It is a medium that combines dry pigments with heat-softened wax and, in modern times, resins. The purpose was to fuse the pigment to the surface, thus producing a highly durable finish. Encaustic painting (Greek = enkaustikos, =burning in) was one of the major painting techniques used in the Classical world. The term originally described a process of painting with a beeswax-based paint that was then fixed with heat.
The colours, pigments mixed with heated wax were applied on stone or plaster surfaces with a brush, or double ended sharp metal tool. The ancient Greeks and Romans heated both the surface to be painted and the palette. On cooling the surfaces was rubbed smooth, and again heated to force full penetration of wax-mix into the surface. The surface was later buffed with a wool rag. Encaustic painting can have fully saturated colour and lustre. It can be reworked over and again.
Bees wax finishes, were preferred for the water resistant quality compared with then prevalent finishes such as stucco or distemper. The finish was also applied to the wood and leather surfaces. Beeswax is not a biodegradable material. Wax does not oxidize so there are no chances of Encaustic work to yellow or darken with ageing. Encaustic paint does not involve use of solvents.
For encaustic painting many different techniques were used on as many different bases. Wooden surface were first covered with plaster or egg based tempera. These painting had bright colours, exact shades and rarely faded except for deposition of dust on the surface. Many other hybrid techniques were innovated.
Use of wax as a coating material is very old practice.
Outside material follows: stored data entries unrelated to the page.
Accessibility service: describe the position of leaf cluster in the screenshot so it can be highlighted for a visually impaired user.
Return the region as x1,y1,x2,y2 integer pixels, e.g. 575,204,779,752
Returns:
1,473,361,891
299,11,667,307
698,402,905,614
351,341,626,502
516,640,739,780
Wax and pitch were used as waterproofing coat and caulking compound for ships and boats since 5th C. BC. Wax-based colours were used by Greek artists, to create portraits, scenes of mythology on panels, for drawing on marble, terracottas, and ivory. North American Indians used a similar method where pigments mixed with hot animal fat were pressed into a design engraved on smoothed buffalo hides. Greek marble sculptures were painted with encaustic system.
Tempera or egg tempera and Encaustic painting systems rivaled each other. Former was a faster, cheaper process, but vulnerable to moisture. The later method was slow, permanent and with great optical effect due to colour saturation and its lustre.
Today, bodied oils (bodied with Rosin, gums or by long duration boiling -DB Linseed oils), synthetic resins, polymeric emulsions and silicone compounds are added to the mixture to harden it and make it easier to apply. The process of application uses electrically heated palette, electric lamps or hot air blowers to warm up the surface and for post application treatments.
Encaustic tiles of the Victorian era were not of true wax based technique. These were more of an inlay work. The first use was in 13th C and lasted till 16th C and again during the Gothic Revival era.